Black Enterprise, Sept, 2004 by Alan Hughes

Shortly thereafter, Thompson ran IBM Americas, a $37-billion-a-year division, where he helped integrate e-commerce into the businesses and services of corporate and government clients throughout North America. While in this role, Thompson began to realize that he wanted a shot at running a company as CEO. "It was clear to me that the itch I had couldn't be satiated or scratched inside IBM," Thompson says. "I was going to have to leave to go fulfill what had become my aspirations at that point in time." So in April of 1999, Thompson left IBM with 27 years, 9 months, and 13 days behind him--just two and a half years away from a gold watch.

BIGGER FISH IN A SMALLER POND

Unknown to Thompson at the time, the board of Symantec felt the company needed to go in a new direction, and a search was under way to find a replacement for Founder and CEO Gordon Eubanks, who was leaving the company.
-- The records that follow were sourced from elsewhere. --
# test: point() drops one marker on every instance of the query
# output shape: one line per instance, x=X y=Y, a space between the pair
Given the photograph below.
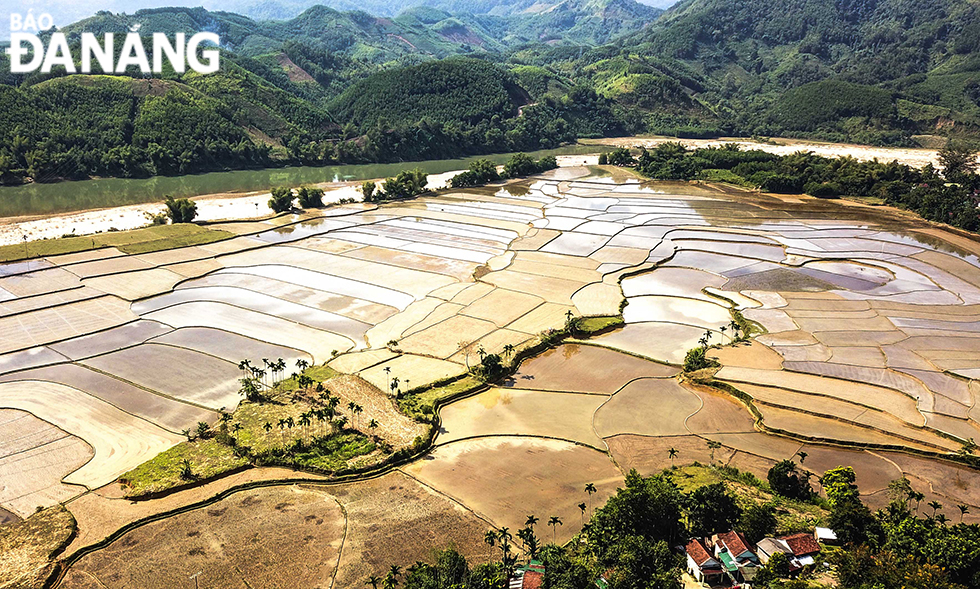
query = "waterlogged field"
x=866 y=345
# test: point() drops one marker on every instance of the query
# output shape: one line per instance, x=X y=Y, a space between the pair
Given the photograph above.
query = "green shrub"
x=282 y=199
x=310 y=197
x=181 y=210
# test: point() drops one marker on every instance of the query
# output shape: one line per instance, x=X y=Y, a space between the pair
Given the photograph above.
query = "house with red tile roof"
x=528 y=577
x=800 y=549
x=738 y=560
x=701 y=564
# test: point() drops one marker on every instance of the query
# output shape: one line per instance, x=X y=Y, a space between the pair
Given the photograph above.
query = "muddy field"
x=863 y=330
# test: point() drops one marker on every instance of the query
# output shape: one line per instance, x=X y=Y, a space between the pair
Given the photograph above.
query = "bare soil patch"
x=582 y=368
x=271 y=537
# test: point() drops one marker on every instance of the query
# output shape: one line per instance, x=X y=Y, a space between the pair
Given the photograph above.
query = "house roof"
x=533 y=580
x=728 y=561
x=697 y=552
x=735 y=543
x=801 y=544
x=771 y=546
x=825 y=534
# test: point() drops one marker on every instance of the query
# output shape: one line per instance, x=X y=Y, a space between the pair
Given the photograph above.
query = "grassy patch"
x=421 y=405
x=137 y=241
x=791 y=515
x=867 y=200
x=27 y=547
x=719 y=175
x=591 y=325
x=332 y=453
x=207 y=458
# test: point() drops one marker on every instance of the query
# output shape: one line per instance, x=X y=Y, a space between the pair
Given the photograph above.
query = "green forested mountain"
x=921 y=53
x=476 y=76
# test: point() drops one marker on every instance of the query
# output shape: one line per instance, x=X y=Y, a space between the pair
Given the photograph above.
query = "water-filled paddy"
x=855 y=322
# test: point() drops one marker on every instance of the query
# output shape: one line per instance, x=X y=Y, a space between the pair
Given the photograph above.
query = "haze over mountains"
x=69 y=11
x=349 y=86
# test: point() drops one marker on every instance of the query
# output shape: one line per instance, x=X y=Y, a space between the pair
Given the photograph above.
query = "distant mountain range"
x=494 y=75
x=66 y=12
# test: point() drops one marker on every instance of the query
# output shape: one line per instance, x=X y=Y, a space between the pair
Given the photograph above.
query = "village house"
x=528 y=577
x=800 y=549
x=736 y=557
x=701 y=565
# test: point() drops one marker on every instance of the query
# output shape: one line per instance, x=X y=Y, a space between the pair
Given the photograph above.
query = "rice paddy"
x=863 y=342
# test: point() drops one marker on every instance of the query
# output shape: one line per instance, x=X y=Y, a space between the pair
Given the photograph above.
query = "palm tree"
x=917 y=497
x=590 y=489
x=554 y=522
x=712 y=446
x=490 y=538
x=505 y=537
x=281 y=368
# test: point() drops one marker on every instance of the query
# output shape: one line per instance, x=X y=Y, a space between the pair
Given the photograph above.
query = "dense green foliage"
x=406 y=184
x=786 y=480
x=309 y=197
x=895 y=547
x=181 y=210
x=282 y=199
x=463 y=90
x=330 y=87
x=480 y=172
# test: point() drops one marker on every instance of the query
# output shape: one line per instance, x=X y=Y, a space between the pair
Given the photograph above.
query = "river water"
x=63 y=197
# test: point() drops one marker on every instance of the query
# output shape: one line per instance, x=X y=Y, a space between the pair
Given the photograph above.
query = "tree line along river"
x=63 y=197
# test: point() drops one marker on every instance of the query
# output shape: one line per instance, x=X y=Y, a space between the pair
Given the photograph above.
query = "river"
x=63 y=197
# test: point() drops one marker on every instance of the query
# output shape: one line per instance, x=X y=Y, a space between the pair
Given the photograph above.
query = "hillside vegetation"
x=459 y=78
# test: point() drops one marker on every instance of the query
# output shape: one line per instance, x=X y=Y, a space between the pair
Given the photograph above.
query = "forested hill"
x=333 y=86
x=899 y=67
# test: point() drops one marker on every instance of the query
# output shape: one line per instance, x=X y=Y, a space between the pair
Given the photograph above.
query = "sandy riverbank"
x=209 y=208
x=916 y=157
x=216 y=207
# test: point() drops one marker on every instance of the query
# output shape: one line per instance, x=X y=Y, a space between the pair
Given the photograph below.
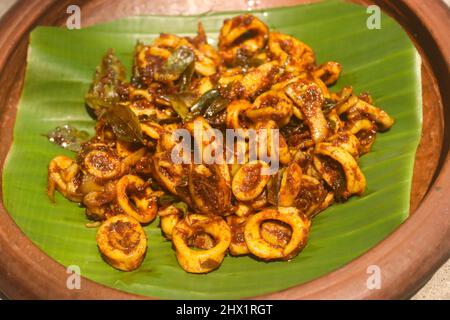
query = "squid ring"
x=267 y=251
x=273 y=105
x=355 y=180
x=238 y=247
x=141 y=204
x=62 y=173
x=290 y=185
x=201 y=261
x=102 y=164
x=250 y=180
x=169 y=217
x=122 y=242
x=234 y=112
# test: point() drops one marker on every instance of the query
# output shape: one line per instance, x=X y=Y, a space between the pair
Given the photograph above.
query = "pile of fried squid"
x=124 y=176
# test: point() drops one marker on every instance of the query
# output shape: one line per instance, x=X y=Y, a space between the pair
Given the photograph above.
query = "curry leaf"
x=124 y=123
x=68 y=137
x=109 y=75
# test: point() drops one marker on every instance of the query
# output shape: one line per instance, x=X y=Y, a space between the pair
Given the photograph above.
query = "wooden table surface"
x=439 y=285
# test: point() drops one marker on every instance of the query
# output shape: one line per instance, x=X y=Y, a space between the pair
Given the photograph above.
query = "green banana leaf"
x=60 y=67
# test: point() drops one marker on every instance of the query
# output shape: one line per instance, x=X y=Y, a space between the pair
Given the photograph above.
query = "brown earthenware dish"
x=408 y=257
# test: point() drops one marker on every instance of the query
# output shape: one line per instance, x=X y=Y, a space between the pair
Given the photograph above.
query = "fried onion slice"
x=201 y=261
x=355 y=182
x=266 y=251
x=136 y=198
x=122 y=242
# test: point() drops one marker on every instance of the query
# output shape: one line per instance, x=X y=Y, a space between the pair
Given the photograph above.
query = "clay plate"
x=408 y=257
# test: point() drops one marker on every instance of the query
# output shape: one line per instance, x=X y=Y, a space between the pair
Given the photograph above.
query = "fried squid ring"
x=238 y=247
x=272 y=105
x=235 y=112
x=365 y=130
x=201 y=261
x=62 y=176
x=103 y=165
x=243 y=35
x=328 y=72
x=209 y=187
x=267 y=251
x=291 y=52
x=276 y=233
x=250 y=180
x=254 y=82
x=168 y=219
x=309 y=98
x=312 y=194
x=122 y=242
x=264 y=142
x=290 y=185
x=355 y=182
x=381 y=117
x=98 y=203
x=347 y=141
x=206 y=60
x=136 y=199
x=152 y=130
x=173 y=177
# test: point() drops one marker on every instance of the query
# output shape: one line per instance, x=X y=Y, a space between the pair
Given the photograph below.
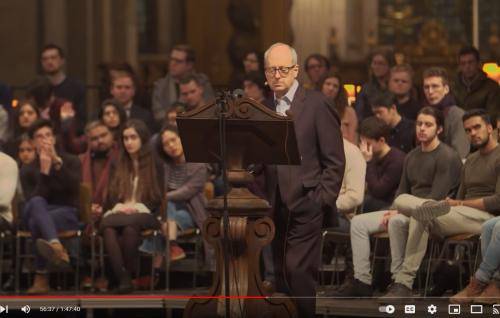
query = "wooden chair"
x=84 y=210
x=468 y=241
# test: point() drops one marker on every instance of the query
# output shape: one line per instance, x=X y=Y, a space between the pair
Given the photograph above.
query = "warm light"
x=349 y=88
x=492 y=70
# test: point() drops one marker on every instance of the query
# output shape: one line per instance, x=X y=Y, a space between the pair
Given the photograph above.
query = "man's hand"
x=366 y=150
x=452 y=202
x=96 y=211
x=387 y=215
x=45 y=160
x=129 y=210
x=67 y=111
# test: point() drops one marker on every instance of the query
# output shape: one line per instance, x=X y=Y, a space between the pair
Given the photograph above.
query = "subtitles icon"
x=454 y=309
x=409 y=309
x=476 y=309
x=496 y=309
x=432 y=309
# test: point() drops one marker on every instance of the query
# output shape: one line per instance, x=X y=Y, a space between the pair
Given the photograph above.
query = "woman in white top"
x=134 y=197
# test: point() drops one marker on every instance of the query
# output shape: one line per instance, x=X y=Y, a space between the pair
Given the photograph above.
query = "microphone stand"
x=222 y=103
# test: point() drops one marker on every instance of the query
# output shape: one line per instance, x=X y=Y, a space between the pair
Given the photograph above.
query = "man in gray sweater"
x=478 y=199
x=430 y=171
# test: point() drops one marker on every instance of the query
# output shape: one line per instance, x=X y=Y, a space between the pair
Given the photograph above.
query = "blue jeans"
x=176 y=211
x=490 y=249
x=45 y=220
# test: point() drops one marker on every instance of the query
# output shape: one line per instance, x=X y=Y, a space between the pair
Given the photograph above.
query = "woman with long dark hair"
x=184 y=192
x=23 y=116
x=113 y=115
x=380 y=63
x=134 y=198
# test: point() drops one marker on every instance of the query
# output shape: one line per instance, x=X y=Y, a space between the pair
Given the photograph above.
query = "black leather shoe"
x=352 y=288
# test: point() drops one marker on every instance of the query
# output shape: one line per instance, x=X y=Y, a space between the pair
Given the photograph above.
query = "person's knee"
x=496 y=229
x=358 y=222
x=402 y=199
x=398 y=222
x=130 y=230
x=36 y=201
x=489 y=225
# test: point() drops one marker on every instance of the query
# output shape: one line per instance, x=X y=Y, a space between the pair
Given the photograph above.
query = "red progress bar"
x=130 y=297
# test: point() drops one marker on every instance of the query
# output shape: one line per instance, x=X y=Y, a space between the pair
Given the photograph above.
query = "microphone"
x=238 y=93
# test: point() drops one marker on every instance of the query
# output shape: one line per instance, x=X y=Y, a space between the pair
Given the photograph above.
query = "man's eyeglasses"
x=283 y=70
x=176 y=60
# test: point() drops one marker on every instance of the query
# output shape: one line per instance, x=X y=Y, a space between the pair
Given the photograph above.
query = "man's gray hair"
x=292 y=51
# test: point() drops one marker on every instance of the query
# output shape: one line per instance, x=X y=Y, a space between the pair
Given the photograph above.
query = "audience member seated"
x=430 y=171
x=133 y=200
x=316 y=66
x=113 y=116
x=253 y=61
x=331 y=86
x=401 y=85
x=472 y=88
x=99 y=160
x=478 y=200
x=97 y=163
x=384 y=164
x=171 y=116
x=51 y=188
x=437 y=93
x=402 y=133
x=26 y=151
x=123 y=89
x=254 y=86
x=52 y=59
x=166 y=90
x=353 y=185
x=184 y=185
x=380 y=64
x=192 y=91
x=9 y=175
x=483 y=286
x=49 y=106
x=23 y=116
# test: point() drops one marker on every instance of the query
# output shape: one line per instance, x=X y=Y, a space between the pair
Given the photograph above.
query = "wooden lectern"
x=254 y=134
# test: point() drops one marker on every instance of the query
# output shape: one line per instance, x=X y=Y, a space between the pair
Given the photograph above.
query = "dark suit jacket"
x=319 y=177
x=137 y=112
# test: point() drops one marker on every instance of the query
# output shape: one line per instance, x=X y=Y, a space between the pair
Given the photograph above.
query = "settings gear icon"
x=432 y=309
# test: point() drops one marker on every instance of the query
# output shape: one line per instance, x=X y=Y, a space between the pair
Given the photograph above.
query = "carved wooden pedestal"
x=254 y=134
x=250 y=229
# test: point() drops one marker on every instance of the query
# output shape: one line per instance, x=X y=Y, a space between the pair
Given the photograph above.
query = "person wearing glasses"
x=302 y=196
x=166 y=90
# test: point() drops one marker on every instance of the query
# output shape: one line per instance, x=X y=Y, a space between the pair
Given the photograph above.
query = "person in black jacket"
x=51 y=187
x=123 y=88
x=134 y=197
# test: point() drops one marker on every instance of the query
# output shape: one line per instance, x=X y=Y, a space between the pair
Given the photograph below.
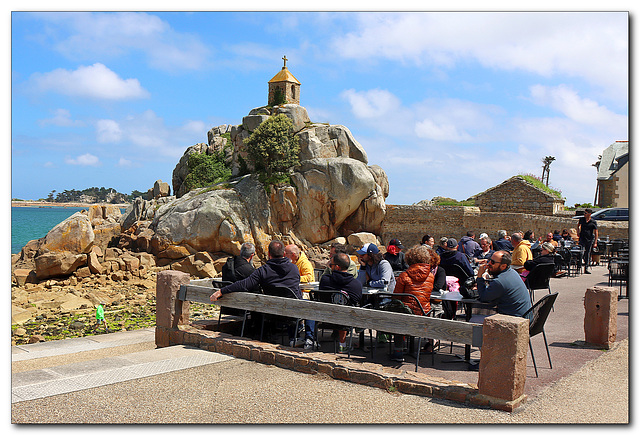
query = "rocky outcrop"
x=334 y=192
x=74 y=234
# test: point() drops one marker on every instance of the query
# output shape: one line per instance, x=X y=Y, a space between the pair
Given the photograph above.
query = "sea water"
x=30 y=223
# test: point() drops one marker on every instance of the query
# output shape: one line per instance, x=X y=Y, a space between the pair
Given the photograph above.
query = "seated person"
x=236 y=268
x=440 y=248
x=418 y=281
x=550 y=238
x=239 y=266
x=501 y=285
x=338 y=279
x=468 y=245
x=277 y=271
x=452 y=256
x=485 y=251
x=339 y=248
x=521 y=252
x=429 y=241
x=299 y=258
x=502 y=244
x=374 y=271
x=395 y=256
x=547 y=255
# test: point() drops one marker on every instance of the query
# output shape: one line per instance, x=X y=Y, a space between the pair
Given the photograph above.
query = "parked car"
x=609 y=214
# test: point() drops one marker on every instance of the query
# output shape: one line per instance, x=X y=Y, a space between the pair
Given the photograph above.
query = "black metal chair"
x=230 y=311
x=283 y=292
x=404 y=308
x=337 y=297
x=538 y=315
x=619 y=272
x=539 y=277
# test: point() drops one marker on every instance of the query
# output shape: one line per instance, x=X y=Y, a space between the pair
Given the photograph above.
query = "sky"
x=447 y=103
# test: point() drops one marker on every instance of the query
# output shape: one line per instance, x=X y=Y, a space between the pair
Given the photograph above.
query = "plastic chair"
x=406 y=309
x=538 y=315
x=337 y=297
x=283 y=292
x=539 y=277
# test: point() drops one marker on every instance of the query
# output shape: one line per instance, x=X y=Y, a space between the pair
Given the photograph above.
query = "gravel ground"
x=235 y=392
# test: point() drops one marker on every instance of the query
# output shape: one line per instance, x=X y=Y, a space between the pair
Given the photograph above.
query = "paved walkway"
x=122 y=378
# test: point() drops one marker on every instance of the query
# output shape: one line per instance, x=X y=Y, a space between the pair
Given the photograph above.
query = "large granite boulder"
x=50 y=264
x=74 y=234
x=326 y=141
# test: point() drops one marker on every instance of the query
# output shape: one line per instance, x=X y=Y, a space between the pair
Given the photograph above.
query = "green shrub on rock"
x=205 y=170
x=273 y=149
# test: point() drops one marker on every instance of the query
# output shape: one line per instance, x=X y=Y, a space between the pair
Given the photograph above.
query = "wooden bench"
x=395 y=323
x=504 y=339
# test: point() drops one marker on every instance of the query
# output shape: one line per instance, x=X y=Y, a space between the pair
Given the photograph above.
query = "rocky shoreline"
x=60 y=204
The board enlisted Heidrick & Struggles International, a publicly traded executive search firm, which in turn contacted Thompson. After spending three hours meeting with Robert "Steve" Miller, lead director of Symantec's board, Thompson, who was curious about the possibilities at a much smaller firm, "became even more curious and decided to pursue it."

Thompson felt Symantec was a perfect fit for him, as it allowed him to move from a corporate behemoth to a smaller, more nimble company. "I have a sports car, and I have a big sedan. If you just want a nice, comfortable, cruising ride, you take the big sedan," Thompson says. "But if you want to feel every bump in the road, and you want to have real performance, you take the sports car. Symantec is the sports car. I'll let you conclude what the other car is."

In 1999, Symantec was a sort of mid-cap conglomerate in the software business--a company that managed brands, not technology and channels, not customer relationships. Thompson decided to change all that and opted to focus on one technology category: security. And so two years before 9/11 brought security--including network security--to the forefront of the minds of Americans and the global community, Thompson and company jettisoned all technologies that weren't relevant to securing the Internet infrastructure. "We had Java development tools, we had personal contact management systems," recalls Thompson. "We had a whole range of things that didn't relate to anything in common, except they could be moved through the same distribution channel. And my answer is: Who cares about that?"

With the blessing of the board, Thompson had free reign to work his transformation. To this end, many of the firm's top managers were replaced. Even board members were replaced. "It was clear from the very beginning that if this was in fact going to be a transformation of a company, there was no way that the board could have recruited me or anyone else and not been supportive of the strategy that we were trying to implement," the CEO recalls. According to Thompson, only two of the directors that were at Symantec when he arrived are still on board.